Abstract

Soil maps and the accompanying soil survey report are used to portray the spatial variation of soils in landscapes by indicating what soils, their proportion and their soil properties are likely to occur at a particular location or within a soil map unit. Soil surveyors intuitively understand this soil variation and how it may occur by reading the landscape. However, soil maps and soil survey reports are often too technical and not easily understood by land managers and decision-makers who are not specialist soil scientists. This chapter demonstrates how conceptual soil-regolith toposequence models can be used to describe (supporting soil survey map data and reports), explain (providing an understanding of the processes) and predict (supporting land evaluation) soil spatial variability in a range of complex landscapes. Case studies from Australia and Brunei are provided to illustrate how soil toposequence models are critical to explain, predict and solve practical land use problems, especially in complex soil-landscape environments.

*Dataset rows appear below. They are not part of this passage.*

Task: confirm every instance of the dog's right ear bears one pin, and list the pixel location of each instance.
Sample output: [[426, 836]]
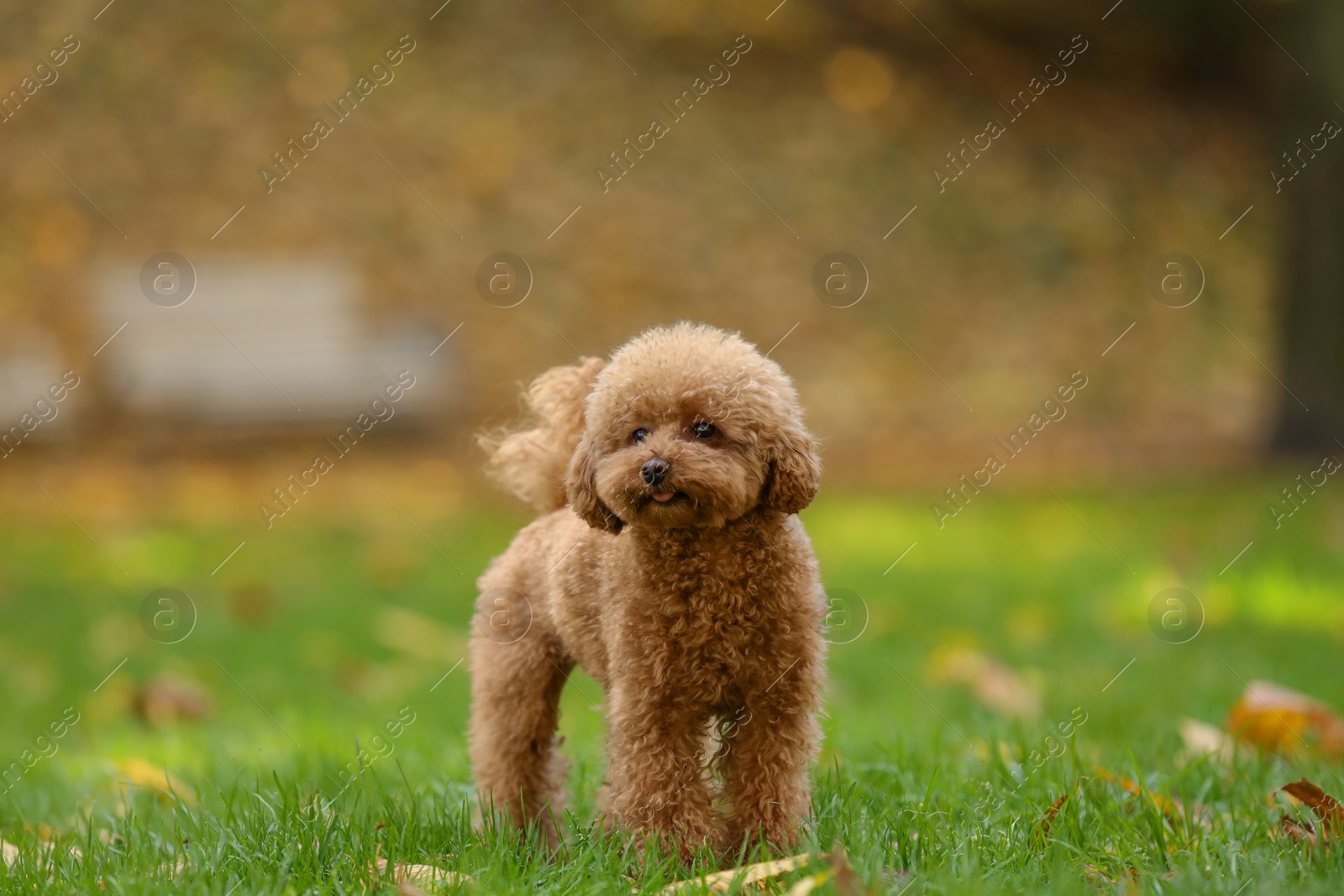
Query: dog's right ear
[[582, 490]]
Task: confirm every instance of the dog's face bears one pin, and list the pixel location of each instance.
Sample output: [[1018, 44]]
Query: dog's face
[[690, 426]]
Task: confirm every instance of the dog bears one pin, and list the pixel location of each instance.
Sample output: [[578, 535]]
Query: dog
[[669, 564]]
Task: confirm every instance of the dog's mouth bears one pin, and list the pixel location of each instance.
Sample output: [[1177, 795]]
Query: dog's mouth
[[667, 496]]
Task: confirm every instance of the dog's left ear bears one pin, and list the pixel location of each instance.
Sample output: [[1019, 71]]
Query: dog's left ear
[[795, 470], [582, 490]]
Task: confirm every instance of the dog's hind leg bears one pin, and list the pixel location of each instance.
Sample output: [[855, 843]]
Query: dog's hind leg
[[515, 710]]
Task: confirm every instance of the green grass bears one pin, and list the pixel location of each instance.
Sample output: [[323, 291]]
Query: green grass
[[318, 636]]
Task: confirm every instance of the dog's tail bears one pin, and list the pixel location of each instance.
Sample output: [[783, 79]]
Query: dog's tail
[[531, 463]]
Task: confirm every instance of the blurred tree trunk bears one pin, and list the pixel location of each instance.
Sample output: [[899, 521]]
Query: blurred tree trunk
[[1312, 317]]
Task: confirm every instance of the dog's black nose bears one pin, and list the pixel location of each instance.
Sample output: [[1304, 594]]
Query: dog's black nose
[[655, 470]]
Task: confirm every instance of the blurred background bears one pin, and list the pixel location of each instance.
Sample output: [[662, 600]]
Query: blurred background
[[228, 228]]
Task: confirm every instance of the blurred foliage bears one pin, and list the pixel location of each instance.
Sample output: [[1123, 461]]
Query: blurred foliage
[[837, 118]]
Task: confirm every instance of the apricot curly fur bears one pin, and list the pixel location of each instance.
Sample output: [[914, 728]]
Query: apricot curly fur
[[701, 614]]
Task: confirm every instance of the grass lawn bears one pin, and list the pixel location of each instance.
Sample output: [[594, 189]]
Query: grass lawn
[[333, 634]]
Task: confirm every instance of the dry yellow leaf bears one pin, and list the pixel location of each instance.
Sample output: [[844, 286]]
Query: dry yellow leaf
[[1283, 720], [722, 880]]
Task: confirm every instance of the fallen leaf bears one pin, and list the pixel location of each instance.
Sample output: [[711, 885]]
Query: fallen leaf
[[1043, 828], [1328, 810], [994, 684], [1297, 832], [722, 880], [138, 773], [168, 699], [1283, 720], [847, 879], [1169, 806], [414, 875], [1203, 739]]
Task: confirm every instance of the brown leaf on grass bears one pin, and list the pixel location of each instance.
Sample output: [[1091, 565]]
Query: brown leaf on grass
[[994, 684], [1043, 828], [1297, 832], [722, 882], [1203, 739], [1328, 810], [1283, 720], [1099, 878], [138, 773], [167, 699], [1169, 806], [847, 879], [416, 875]]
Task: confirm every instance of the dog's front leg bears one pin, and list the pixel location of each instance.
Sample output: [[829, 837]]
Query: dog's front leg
[[765, 759], [658, 774]]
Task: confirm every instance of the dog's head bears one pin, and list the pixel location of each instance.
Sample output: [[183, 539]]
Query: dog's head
[[690, 426]]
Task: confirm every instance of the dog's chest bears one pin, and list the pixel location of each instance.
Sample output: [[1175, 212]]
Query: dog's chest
[[709, 633]]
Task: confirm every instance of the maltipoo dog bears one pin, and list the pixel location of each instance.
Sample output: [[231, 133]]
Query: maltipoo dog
[[669, 566]]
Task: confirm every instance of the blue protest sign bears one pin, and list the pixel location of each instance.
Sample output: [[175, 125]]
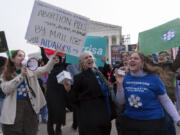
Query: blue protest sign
[[97, 45]]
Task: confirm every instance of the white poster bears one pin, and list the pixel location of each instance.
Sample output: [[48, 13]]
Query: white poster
[[53, 27]]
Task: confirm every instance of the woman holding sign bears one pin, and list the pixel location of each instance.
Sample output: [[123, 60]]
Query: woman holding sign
[[24, 98], [143, 94], [90, 94]]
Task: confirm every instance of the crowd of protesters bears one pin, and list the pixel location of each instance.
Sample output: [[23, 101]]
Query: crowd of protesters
[[141, 99]]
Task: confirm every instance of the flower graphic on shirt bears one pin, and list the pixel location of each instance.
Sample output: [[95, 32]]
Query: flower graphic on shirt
[[135, 101], [22, 90]]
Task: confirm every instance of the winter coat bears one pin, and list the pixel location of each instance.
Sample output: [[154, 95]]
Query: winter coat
[[9, 88]]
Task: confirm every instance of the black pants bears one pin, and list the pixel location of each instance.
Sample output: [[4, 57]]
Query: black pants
[[25, 122], [143, 127], [50, 127], [98, 130]]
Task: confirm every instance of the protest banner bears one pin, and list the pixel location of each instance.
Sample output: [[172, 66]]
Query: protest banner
[[3, 43], [53, 27], [132, 47], [97, 45], [116, 53], [160, 38]]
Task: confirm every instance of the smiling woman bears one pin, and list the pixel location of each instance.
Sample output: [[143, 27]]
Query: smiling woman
[[144, 96], [24, 96]]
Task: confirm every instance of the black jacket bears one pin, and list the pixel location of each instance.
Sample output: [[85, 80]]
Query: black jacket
[[91, 106]]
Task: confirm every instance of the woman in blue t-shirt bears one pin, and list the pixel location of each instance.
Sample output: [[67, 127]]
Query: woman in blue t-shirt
[[143, 94]]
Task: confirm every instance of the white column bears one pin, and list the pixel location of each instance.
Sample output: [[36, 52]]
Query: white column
[[118, 39], [109, 48]]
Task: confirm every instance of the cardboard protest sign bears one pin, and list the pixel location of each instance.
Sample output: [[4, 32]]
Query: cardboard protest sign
[[97, 45], [160, 38], [132, 47], [3, 43], [53, 27]]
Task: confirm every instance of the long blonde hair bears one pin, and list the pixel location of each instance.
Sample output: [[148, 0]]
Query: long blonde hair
[[81, 60], [10, 70]]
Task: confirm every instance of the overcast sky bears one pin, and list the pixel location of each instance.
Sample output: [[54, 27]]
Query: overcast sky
[[133, 15]]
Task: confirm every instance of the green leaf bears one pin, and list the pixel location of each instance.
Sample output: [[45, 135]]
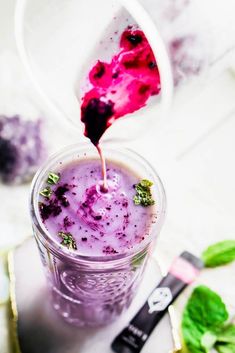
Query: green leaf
[[143, 195], [204, 312], [53, 178], [225, 348], [47, 192], [137, 260], [219, 254], [227, 334], [146, 183], [208, 340]]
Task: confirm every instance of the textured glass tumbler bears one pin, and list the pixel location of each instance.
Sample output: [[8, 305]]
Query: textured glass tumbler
[[92, 290]]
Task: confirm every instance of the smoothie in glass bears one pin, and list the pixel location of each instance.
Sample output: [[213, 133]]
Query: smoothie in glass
[[94, 243]]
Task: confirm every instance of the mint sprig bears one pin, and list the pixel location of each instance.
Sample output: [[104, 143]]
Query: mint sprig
[[143, 195], [204, 324], [68, 240], [47, 192], [219, 254], [53, 178]]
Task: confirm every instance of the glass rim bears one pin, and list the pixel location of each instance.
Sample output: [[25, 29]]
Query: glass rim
[[55, 246]]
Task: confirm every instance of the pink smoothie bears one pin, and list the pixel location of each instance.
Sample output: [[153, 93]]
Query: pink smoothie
[[101, 223]]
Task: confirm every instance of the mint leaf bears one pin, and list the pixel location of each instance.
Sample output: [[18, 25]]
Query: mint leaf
[[227, 334], [146, 183], [143, 195], [53, 178], [204, 312], [47, 192], [225, 348], [68, 240], [219, 254], [208, 340]]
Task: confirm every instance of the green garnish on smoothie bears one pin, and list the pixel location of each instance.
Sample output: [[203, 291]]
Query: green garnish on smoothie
[[143, 195], [68, 240], [53, 178]]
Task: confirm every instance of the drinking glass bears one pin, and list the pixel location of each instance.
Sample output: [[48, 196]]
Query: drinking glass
[[94, 290]]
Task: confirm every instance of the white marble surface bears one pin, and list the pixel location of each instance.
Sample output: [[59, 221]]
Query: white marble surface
[[193, 152]]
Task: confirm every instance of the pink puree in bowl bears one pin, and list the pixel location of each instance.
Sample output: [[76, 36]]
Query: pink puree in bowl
[[120, 87]]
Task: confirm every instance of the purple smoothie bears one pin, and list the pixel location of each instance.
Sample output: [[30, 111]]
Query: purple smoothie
[[101, 223]]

These conceptual models provide the following critical data to support land evaluation and ­management decisions by illustrating soil properties that are changing in time and space, which is especially important in salt-affected and acid sulphate soils (e.g. seasonal and climatic changes in occurrences of salt efflorescences), and the most suitable approaches for characterising, monitoring, predicting, managing and displaying soil changes for environmental impact assessments, pollution incidents, waste management and technology support.